The Mechanics of Grid Imbalance
Grid imbalance occurs when the electricity generated does not exactly match the electricity consumed at any given moment. On land-based grids, this equilibrium must be maintained at a specific frequency (typically 50Hz or 60Hz). A surplus of power can overload transmission lines, while a deficit leads to brownouts or blackouts.
Historically, dispatchable assets like coal or gas plants provided inertia and stability; they could be ramped up or down at will. Renewable sources like solar and wind are variable, their output fluctuates with the weather rather than a control switch. That variability means accurate, high-resolution weather data has become as important to grid stability as the transmission hardware itself.
Two Weather Problems, One Grid
Solar output is vulnerable to rapid fluctuation: a single cloud bank moving over a large photovoltaic farm can drop voltage in seconds, creating a "ramp event" that backup generation must fill almost instantly. Wind poses the opposite risk during events like this week's heat dome, the same stagnant, high-pressure air mass that produces extreme heat also produces extended calms, cutting wind generation right when demand is highest. Grid operators lose a supply source at precisely the moment temperature-driven demand is spiking.
On the demand side, a heatwave across a metropolitan area can push millions of air conditioning units in unison, creating a surge that can outpace supply within hours. The challenge is often hyper-local: a storm front might cool one suburb while a neighbouring one keeps sweltering, and generalised regional forecasts miss that nuance, leading to inefficient load balancing.
Forecasting Both Sides of the Equation
Managing these compounding risks requires more than raw data streams, it requires an interface that turns site-level weather signals into operational decisions. The OpenWeather Energy Dashboard is built for exactly this problem: a single view across an entire solar and wind fleet that combines production forecasting with continuous risk scoring.

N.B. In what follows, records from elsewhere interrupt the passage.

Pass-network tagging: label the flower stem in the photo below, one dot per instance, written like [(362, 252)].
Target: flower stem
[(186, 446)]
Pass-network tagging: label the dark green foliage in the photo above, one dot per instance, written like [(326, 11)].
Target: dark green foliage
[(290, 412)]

On the supply side, the Dashboard models solar output from real-time irradiance data (GHI, DNI, DHI) alongside panel orientation, and models wind generation using multi-altitude wind profiling mapped to a site's actual turbine power curves and hub height rather than a generic regional forecast. Hourly and 15-minute generation traces, rolled 48 hours ahead, let operators see a wind lull or a cloud band coming before it hits the fleet.

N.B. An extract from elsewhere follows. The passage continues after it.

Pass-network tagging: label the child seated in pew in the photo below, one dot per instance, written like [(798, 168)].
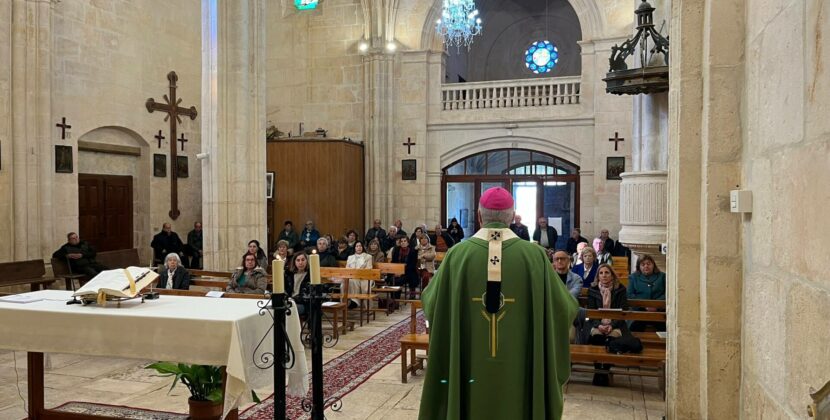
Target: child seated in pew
[(647, 282)]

On the risk side, every site gets a continuously updated Red-Amber-Green score from 0-100, built from live weather, official government alerts and site-specific parameters, refreshed at least hourly with conditions updating roughly every 10 minutes. When a heat dome or a stalled high-pressure system threatens both generation and demand simultaneously, that combined view is what lets operators reschedule maintenance, pre-position storage, or flag a demand-response window before the imbalance materialises, instead of reacting once frequency has already started to drift.
Strategies for Reducing Imbalance
- Optimised energy storage: accurate solar and wind forecasts let operators charge batteries when generation is high and discharge precisely when weather conditions cause a dip.

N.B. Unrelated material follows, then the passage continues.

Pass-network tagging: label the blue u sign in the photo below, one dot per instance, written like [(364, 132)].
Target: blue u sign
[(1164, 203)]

- Dynamic line ratings: local temperature and wind data reveal the true physical capacity of transmission lines, often allowing more power to flow safely than static ratings permit.
- Proactive maintenance scheduling: identifying low-generation weather windows lets maintenance crews work without pulling productive assets offline during demand peaks.
- Earlier demand-response signals: precise, site-level temperature forecasts let utilities call demand-response events earlier, before a heat-driven peak fully materialises.
A Stable Grid in a Warming Climate
The transition to a renewable-heavy grid doesn't have to mean a less reliable one, but this week's simultaneous record demand and wind suppression across the eastern US is a reminder that supply and demand are now both, fundamentally, weather problems. Tools like the OpenWeather Energy Dashboard turn this volatility from a reactive scramble into something operators can see coming.